Georgetown is Penang's transportation hub. Ferries to and from Butterworth arrive at the Raja Tun Uda terminal on Weld Quay (Pengkalan Weld) on the east side of the city; the bus station is nearby on Victoria Street. Take a note of where these are located as you will no doubt want to see them again rather shortly in order to depart.
Boats to Langkawi and Pulau Payar depart from Swettenham Pier (close to Victoria Memorial Clock Tower), about 700m north of Weld Quay. During the main season they leave at 8:15 am (via Pulau Payar) and 8:30 am, take about 2 hours until Langkawi.
The short ferry ride to Butterworth; departing at regular intervals is free. However, note that it costs RM1.20 for foot passengers coming from Butterworth to Penang.
A bus and train station awaits upon arrival in Butterworth - from where you can get transport connections to many of the major destinations in peninsular Malaysia. The ticket counters and waiting area are located under the overpass adjacent to the small market. Train tickets should be purchased in advance from the ticket booth at the island ferry terminal, the train station.
Air Asia connects Penang Airport with several destinations within Malaysia (Johor Bahru, Kota Kinabalu, Kuala Lumpur, Kuching and Langkawi) as well as Hong Kong, Indonesia (Jakarta, Medan, Surabaya), Singapore and Thailand (Bangkok).
The easiest way to get to Georgetown is certainly via Butterworth Bus Terminal and take the car ferry over to the Weld Quay ferry terminal.
However, there are busses that go right onto Penang island. These however, stop at the Sungai Nibong long-distance bus station, about 15km south of Georgetown.
Public transportation around the city is well organized (by Malaysian standards) with modern low floor aircon buses. Main public bus terminals are at jetty and Komtar building/mall where you can get a map with all lines. When boarding a bus you MUST have prepared exact change! All buses stop on their route, and if you don't mind going around the city a bit if you actually want to leave it, you have good chances of getting where you want. But if you're planning to venture out of Georgetown to the suburbs and beyond for a day's tripping, do bear in mind that the public buses stop picking up passengers after 10PM daily - apparently even on weekends and holidays. And if you need to take a taxi back to your quarters after midnight, be prepared to pay a 100% surcharge on top of the fare.
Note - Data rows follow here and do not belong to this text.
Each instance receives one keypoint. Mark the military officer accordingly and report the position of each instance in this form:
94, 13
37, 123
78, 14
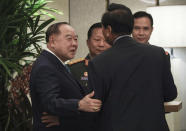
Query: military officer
96, 44
79, 67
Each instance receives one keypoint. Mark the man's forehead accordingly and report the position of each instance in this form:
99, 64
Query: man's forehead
71, 35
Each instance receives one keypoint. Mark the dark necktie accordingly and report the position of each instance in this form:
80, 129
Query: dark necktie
68, 69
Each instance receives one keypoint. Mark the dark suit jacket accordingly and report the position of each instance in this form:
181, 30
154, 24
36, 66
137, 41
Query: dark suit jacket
53, 90
133, 81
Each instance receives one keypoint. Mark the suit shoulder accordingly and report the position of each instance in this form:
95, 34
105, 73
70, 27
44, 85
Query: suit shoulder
76, 61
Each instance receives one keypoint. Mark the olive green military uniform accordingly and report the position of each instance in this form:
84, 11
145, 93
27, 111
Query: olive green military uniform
79, 69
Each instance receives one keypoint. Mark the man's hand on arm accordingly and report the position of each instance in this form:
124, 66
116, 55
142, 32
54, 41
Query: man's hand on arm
88, 104
50, 120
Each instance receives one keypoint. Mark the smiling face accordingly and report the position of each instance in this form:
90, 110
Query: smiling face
64, 44
96, 43
142, 30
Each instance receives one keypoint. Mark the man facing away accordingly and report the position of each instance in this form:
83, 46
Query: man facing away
131, 79
53, 89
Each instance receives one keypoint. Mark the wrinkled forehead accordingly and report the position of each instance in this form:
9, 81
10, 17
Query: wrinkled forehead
67, 30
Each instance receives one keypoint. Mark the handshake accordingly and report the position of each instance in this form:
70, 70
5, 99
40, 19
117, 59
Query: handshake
88, 104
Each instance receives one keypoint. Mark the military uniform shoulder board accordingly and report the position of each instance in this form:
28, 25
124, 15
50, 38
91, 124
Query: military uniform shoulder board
76, 61
166, 53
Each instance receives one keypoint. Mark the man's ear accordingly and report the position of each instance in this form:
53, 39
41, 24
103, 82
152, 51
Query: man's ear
88, 43
51, 41
108, 30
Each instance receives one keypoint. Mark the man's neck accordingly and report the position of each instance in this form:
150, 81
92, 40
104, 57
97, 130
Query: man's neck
52, 52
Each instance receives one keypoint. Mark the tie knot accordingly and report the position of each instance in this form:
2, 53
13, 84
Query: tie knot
68, 69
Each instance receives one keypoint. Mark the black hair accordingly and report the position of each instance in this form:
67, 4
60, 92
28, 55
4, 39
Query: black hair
140, 14
120, 18
96, 25
54, 29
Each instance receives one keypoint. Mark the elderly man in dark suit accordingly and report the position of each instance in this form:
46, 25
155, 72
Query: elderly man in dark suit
132, 79
54, 90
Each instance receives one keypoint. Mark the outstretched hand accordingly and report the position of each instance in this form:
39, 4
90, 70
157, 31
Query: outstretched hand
88, 104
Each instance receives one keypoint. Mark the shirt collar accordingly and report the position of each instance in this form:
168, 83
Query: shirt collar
119, 37
55, 55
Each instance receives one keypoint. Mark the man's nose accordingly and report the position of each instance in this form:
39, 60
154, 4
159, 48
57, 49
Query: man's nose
74, 43
141, 31
102, 43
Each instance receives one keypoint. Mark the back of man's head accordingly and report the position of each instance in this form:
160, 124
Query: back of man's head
141, 14
120, 18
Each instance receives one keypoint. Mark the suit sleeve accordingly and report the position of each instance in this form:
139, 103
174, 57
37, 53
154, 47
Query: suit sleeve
48, 93
95, 82
170, 90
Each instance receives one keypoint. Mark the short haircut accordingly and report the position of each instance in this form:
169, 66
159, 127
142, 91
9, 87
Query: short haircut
120, 18
94, 26
114, 6
140, 14
54, 29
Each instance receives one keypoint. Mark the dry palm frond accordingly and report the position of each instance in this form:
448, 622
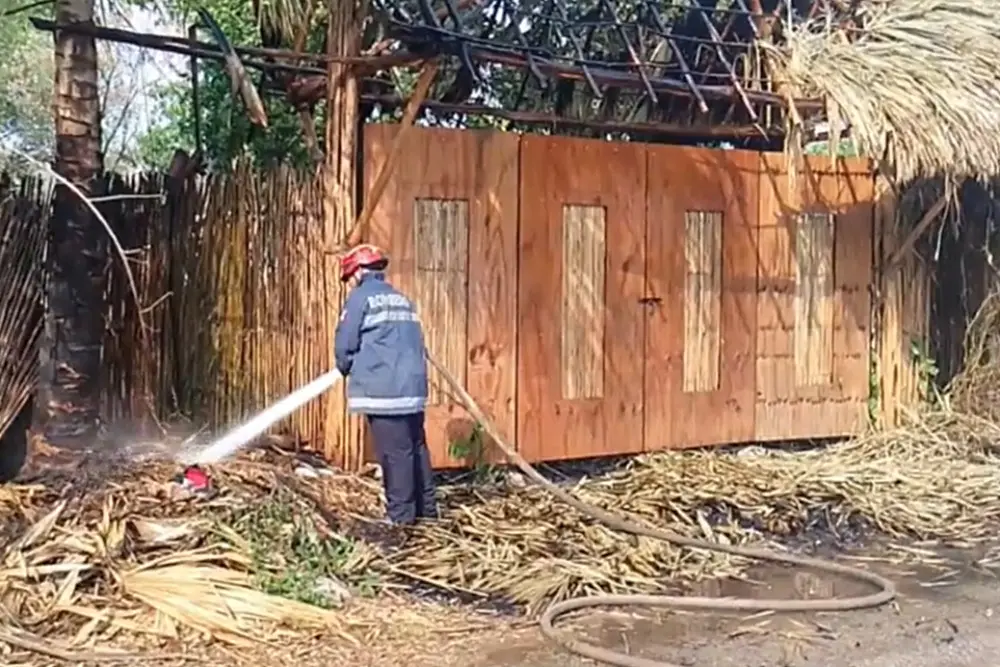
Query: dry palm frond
918, 82
219, 601
22, 252
285, 18
934, 479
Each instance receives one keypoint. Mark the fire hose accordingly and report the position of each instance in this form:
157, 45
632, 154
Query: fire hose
886, 589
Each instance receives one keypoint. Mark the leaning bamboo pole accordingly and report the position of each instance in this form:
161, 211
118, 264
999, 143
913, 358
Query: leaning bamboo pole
343, 435
903, 307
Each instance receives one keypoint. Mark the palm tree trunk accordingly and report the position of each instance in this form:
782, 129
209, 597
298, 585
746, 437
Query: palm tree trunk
70, 353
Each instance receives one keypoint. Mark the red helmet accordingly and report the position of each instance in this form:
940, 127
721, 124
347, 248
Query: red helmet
362, 256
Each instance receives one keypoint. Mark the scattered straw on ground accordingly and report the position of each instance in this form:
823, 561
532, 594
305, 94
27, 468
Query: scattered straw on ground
935, 479
93, 558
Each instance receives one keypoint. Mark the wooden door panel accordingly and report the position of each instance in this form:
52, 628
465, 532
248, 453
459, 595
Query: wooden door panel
449, 221
702, 280
581, 280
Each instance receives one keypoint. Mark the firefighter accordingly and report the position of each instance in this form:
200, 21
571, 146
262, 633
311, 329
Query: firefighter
379, 348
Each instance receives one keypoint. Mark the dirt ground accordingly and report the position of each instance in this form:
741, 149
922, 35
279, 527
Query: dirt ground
945, 616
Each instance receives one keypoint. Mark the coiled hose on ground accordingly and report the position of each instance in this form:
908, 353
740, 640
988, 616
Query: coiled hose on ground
886, 589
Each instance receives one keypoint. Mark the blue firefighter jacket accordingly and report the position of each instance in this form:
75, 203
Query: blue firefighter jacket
379, 348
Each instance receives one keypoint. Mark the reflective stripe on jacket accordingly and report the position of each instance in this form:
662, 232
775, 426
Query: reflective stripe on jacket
379, 347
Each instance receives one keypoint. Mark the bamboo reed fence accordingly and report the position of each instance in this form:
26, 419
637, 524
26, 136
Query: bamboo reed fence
232, 302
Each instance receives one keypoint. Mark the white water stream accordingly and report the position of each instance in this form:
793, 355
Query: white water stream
242, 435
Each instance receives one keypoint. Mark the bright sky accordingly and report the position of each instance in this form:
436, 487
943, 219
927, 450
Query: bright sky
150, 68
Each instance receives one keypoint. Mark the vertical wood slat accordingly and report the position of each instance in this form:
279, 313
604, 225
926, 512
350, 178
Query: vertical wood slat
441, 285
582, 305
708, 184
703, 300
787, 408
814, 298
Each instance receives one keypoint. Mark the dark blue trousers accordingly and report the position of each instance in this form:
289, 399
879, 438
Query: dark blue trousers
401, 448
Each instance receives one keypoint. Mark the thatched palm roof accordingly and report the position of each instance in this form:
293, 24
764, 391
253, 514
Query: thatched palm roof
917, 81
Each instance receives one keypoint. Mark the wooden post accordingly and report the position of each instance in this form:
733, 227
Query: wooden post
343, 436
386, 169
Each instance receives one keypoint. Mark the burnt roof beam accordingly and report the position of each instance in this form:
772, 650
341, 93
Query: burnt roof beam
735, 80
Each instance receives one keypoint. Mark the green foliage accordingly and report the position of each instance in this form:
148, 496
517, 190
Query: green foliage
927, 372
472, 450
226, 131
290, 557
26, 73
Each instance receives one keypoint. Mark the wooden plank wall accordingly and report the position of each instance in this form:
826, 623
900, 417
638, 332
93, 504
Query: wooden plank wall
579, 297
684, 185
449, 220
813, 306
610, 298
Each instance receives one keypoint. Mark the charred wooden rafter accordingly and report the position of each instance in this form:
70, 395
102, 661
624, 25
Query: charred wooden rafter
610, 65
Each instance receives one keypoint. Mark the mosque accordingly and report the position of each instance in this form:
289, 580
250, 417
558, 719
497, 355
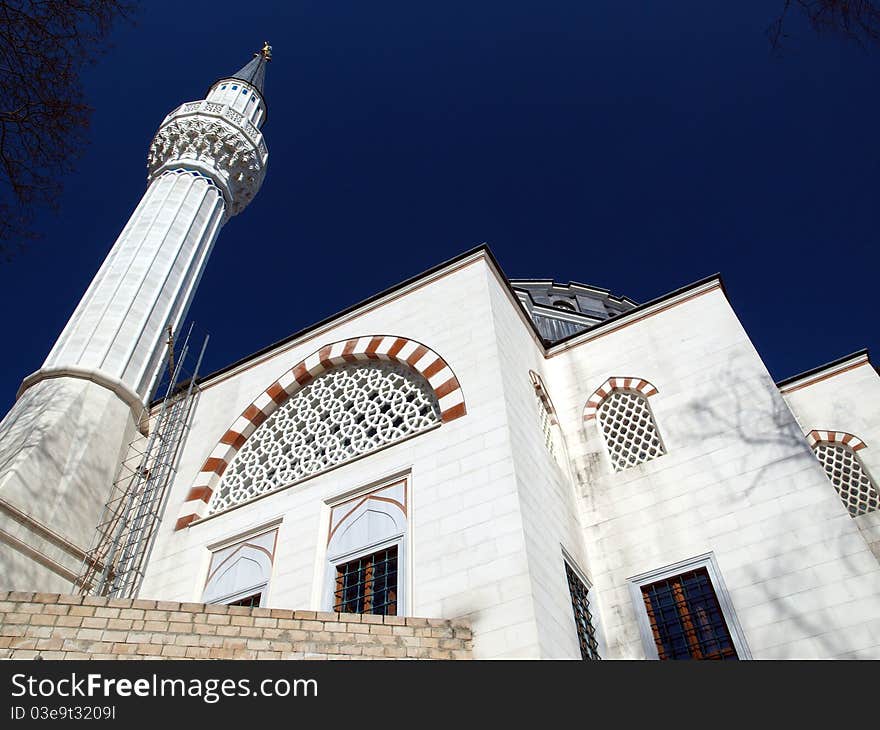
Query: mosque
577, 474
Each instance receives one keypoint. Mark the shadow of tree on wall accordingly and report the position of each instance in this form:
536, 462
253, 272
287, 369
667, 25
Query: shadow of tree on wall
768, 452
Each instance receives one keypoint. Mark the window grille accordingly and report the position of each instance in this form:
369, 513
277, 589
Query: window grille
368, 584
631, 434
686, 618
583, 618
848, 475
343, 413
546, 427
252, 601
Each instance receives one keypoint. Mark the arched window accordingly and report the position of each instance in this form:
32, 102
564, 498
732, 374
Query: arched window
344, 413
836, 452
625, 420
366, 553
239, 574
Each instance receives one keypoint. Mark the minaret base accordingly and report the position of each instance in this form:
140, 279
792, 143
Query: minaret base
60, 448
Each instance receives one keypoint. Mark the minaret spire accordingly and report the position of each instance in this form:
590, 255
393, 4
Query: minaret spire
60, 444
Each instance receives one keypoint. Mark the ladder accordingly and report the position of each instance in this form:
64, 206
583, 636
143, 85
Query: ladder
115, 566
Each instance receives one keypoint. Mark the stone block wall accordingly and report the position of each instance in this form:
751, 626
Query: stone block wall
57, 626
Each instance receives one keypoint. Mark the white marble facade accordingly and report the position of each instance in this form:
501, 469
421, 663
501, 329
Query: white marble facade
484, 509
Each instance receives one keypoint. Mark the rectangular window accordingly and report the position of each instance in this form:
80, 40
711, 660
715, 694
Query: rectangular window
583, 619
368, 584
686, 618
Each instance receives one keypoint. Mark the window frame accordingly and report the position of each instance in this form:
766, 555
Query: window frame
609, 458
334, 560
598, 633
706, 561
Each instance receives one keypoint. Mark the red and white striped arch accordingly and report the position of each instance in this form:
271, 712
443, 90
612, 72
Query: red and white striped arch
816, 437
638, 384
419, 357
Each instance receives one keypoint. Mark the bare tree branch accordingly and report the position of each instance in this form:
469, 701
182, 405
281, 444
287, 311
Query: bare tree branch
854, 20
44, 45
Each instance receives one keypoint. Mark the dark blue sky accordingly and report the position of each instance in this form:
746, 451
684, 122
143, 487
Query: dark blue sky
633, 146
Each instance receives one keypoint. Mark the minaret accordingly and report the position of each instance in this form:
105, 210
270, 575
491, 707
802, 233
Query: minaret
61, 443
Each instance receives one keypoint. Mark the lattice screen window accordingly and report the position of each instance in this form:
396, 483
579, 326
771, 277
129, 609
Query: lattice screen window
631, 434
848, 475
342, 414
546, 413
368, 584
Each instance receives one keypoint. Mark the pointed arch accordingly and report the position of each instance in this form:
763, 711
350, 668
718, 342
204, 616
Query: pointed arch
389, 348
815, 437
638, 384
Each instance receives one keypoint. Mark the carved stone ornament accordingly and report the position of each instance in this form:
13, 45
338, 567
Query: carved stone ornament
207, 135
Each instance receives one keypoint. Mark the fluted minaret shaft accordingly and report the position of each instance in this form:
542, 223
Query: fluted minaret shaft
61, 444
206, 163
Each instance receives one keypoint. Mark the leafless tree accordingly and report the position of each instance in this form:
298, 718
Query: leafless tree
854, 20
44, 45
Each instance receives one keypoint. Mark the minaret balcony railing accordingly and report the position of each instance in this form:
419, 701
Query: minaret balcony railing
220, 111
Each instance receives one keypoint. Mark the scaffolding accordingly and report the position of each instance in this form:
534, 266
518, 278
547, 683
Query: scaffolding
129, 523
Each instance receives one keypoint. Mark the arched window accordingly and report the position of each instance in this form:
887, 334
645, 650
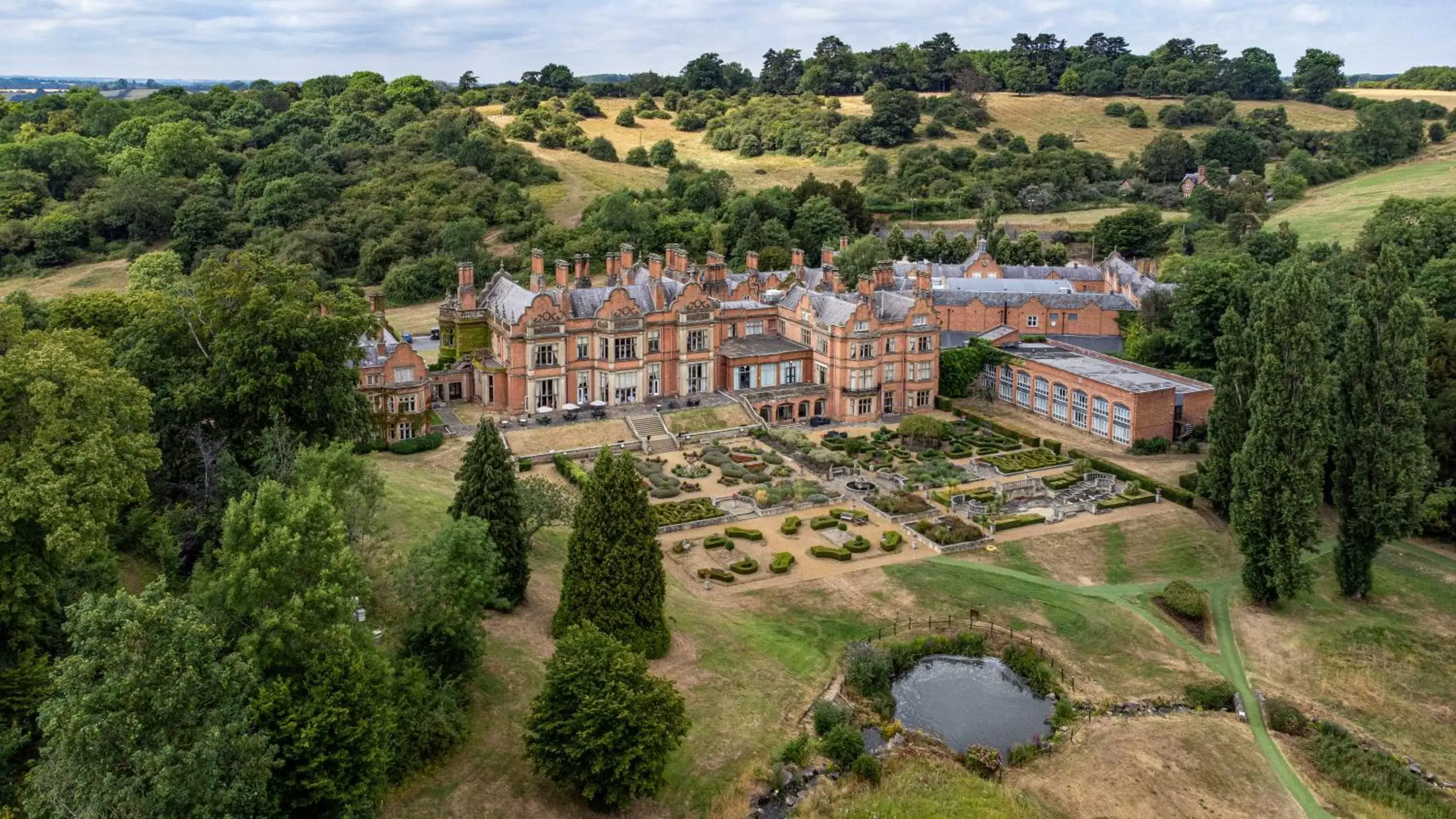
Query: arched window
1100, 416
1059, 402
1122, 424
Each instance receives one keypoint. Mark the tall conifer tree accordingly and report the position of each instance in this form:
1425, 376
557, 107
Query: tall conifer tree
613, 575
1229, 418
1382, 463
488, 491
1279, 473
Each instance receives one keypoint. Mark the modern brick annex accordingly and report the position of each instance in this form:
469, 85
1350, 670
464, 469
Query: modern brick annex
1097, 393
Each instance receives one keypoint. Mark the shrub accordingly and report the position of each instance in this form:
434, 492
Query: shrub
983, 761
797, 751
638, 158
602, 149
411, 445
867, 769
1285, 718
746, 566
1216, 696
1155, 445
827, 716
842, 745
1183, 598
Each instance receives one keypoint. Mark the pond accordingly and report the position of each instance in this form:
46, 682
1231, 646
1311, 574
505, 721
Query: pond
970, 702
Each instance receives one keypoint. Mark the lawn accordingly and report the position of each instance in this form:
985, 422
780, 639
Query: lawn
1337, 212
1384, 664
76, 278
702, 419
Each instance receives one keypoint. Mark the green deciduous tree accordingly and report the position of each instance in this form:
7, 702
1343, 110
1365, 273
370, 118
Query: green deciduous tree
487, 491
150, 718
603, 725
1382, 464
613, 575
1279, 473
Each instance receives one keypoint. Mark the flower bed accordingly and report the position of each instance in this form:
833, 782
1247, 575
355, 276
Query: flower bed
897, 502
948, 530
685, 511
1026, 460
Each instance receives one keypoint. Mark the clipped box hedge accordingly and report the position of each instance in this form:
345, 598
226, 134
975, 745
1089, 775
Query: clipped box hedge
781, 562
746, 566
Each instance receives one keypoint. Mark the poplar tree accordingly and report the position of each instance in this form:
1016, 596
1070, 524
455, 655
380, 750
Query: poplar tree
488, 492
1229, 418
1382, 464
613, 575
1279, 473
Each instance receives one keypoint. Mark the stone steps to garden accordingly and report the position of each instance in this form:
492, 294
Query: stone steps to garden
653, 432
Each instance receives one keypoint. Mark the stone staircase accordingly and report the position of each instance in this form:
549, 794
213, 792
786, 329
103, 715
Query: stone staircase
653, 432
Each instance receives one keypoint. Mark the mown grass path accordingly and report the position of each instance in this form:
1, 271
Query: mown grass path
1226, 662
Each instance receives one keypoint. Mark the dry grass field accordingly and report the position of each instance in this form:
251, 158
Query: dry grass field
76, 278
1151, 769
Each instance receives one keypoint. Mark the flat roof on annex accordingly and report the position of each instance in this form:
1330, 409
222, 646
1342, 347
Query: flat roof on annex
1103, 370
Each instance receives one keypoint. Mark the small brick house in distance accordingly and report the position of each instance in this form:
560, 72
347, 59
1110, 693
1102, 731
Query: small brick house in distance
1097, 393
395, 380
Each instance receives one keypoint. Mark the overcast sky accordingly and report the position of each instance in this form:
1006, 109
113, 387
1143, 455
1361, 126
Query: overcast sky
295, 40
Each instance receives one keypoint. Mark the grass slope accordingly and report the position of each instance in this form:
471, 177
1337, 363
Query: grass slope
1337, 212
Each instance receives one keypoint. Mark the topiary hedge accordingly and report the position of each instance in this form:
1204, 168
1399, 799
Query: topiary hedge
1183, 598
746, 566
423, 444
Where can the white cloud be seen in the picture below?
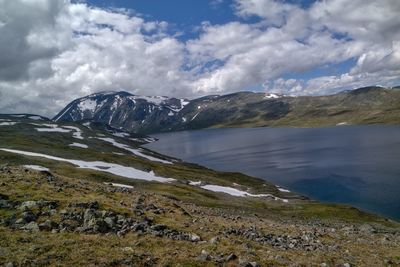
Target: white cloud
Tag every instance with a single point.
(52, 51)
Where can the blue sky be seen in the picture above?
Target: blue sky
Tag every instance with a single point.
(53, 51)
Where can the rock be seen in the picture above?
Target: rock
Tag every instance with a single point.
(48, 225)
(110, 221)
(194, 238)
(100, 227)
(32, 227)
(366, 229)
(244, 263)
(20, 221)
(158, 227)
(231, 257)
(204, 256)
(27, 205)
(5, 204)
(214, 240)
(28, 216)
(89, 218)
(93, 205)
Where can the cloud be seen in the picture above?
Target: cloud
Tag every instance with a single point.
(74, 50)
(53, 51)
(292, 39)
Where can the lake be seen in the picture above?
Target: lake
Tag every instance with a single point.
(356, 165)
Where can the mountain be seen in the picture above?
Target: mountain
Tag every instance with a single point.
(124, 110)
(87, 194)
(369, 105)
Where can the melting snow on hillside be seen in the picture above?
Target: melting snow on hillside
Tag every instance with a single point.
(234, 192)
(36, 168)
(112, 168)
(78, 145)
(54, 128)
(271, 96)
(8, 123)
(137, 152)
(120, 185)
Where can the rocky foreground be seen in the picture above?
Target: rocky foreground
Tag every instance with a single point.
(49, 219)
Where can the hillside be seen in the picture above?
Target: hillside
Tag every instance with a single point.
(369, 105)
(88, 194)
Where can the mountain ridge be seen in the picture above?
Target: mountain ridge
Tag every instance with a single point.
(150, 114)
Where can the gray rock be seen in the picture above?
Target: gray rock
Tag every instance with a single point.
(244, 263)
(27, 205)
(5, 204)
(194, 238)
(32, 227)
(89, 218)
(204, 256)
(48, 225)
(110, 221)
(214, 240)
(28, 216)
(158, 227)
(231, 257)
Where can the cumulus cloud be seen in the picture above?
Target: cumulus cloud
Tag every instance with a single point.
(53, 51)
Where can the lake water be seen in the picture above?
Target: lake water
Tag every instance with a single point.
(356, 165)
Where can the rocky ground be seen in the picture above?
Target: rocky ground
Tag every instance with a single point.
(50, 219)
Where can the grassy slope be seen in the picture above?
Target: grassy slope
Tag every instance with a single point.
(210, 213)
(362, 106)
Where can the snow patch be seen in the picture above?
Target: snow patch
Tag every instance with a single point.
(194, 117)
(77, 134)
(271, 96)
(136, 152)
(123, 135)
(8, 123)
(78, 145)
(112, 168)
(36, 168)
(157, 100)
(282, 189)
(238, 193)
(53, 130)
(88, 104)
(35, 118)
(120, 185)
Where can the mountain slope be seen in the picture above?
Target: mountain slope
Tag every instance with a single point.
(75, 194)
(124, 110)
(370, 105)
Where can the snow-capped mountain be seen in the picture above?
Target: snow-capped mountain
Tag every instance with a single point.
(150, 114)
(124, 110)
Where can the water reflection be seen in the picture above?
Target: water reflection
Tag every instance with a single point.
(358, 165)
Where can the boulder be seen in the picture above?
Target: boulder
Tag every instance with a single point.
(32, 227)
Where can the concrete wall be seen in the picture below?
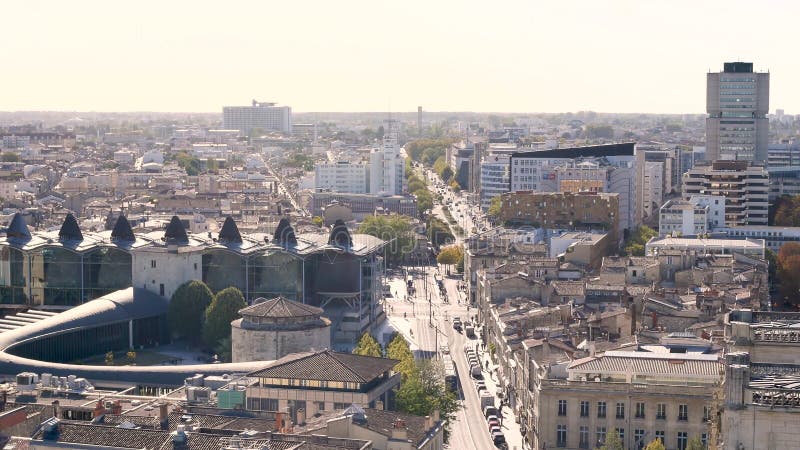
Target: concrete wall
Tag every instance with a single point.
(260, 345)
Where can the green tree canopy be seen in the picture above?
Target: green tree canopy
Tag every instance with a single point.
(220, 313)
(187, 308)
(495, 207)
(396, 230)
(634, 246)
(368, 346)
(423, 391)
(452, 254)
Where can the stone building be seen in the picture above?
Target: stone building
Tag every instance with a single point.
(272, 329)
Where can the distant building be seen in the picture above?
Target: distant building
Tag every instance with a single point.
(613, 168)
(737, 102)
(744, 186)
(579, 210)
(264, 116)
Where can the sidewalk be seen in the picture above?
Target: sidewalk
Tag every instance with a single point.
(510, 423)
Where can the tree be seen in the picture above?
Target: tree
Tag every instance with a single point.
(634, 246)
(396, 230)
(613, 442)
(695, 443)
(788, 270)
(186, 309)
(423, 391)
(368, 346)
(399, 349)
(452, 254)
(495, 207)
(219, 314)
(655, 444)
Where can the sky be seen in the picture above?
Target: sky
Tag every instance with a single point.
(339, 55)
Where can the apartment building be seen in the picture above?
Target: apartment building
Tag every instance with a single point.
(744, 186)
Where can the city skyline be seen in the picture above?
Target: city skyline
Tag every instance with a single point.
(616, 57)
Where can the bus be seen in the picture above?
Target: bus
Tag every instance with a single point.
(450, 374)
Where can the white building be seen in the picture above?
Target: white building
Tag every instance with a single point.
(682, 217)
(601, 168)
(710, 246)
(744, 186)
(341, 176)
(386, 165)
(261, 115)
(737, 102)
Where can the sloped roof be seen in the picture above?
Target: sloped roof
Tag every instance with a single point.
(284, 233)
(280, 307)
(70, 231)
(18, 229)
(122, 230)
(340, 235)
(326, 365)
(175, 231)
(230, 232)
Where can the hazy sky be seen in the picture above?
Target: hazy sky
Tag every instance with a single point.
(338, 55)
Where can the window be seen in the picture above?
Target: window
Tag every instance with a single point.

According to the Ministry of Tourism, "City taxis are required to charge according to the meter effective from August 2006". However, as in Kuala Lumpur, many taxi drivers have no respect for the law or at least believe that foreigners have no legal rights and will frequently try to cheat foreigners. A common ruse is to refuse to use the meter or to hide it behind a piece of cloth or a rudimentary cardboard panel. If encountering a driver playing these games seek an alternative taxi.
Either firmly agree on the fare before you get in or insist on using the meter. No driver is likely to agree to a negotiated fare of less than would occur if the journey were metered. Taxis can also be hired for a minimum of 3 hr. A good way to see the northern and western parts of the island if you don't have your own vehicle.
Trishaws cater to tourists. However, these trishaw rides are becoming more of a curiosity rather than the norm as the number of trishaw peddlers are now lower in number than before.
You may also rent your own motorbike or scooter to get around.
Street names can be confusing: the street signs are in Malay, but locals will invariably use the old English names, e.g. Pitt Street instead of Jalan Masjid Kapitan Keling, Beach Street instead of Lebuh Pantai. Lebuh, Jalan, Lorong, are the Malay words for street, road, lane, respectively.
Georgetown can be difficult to walk around because of underdeveloped footpaths. In places without footpaths it can be difficult to get around safely on foot due to the heavy traffic and prevalence of deep, wide open drains. Be careful about those, or walk on the side of the road in places without a footpath. If you are walking on the side of the road, try to walk against traffic as far over as you can so you can see the cars coming. Use the pedestrian bridges where available to cross the road. Some areas do not have crosswalks and instead have the pedestrian bridges that go over the traffic.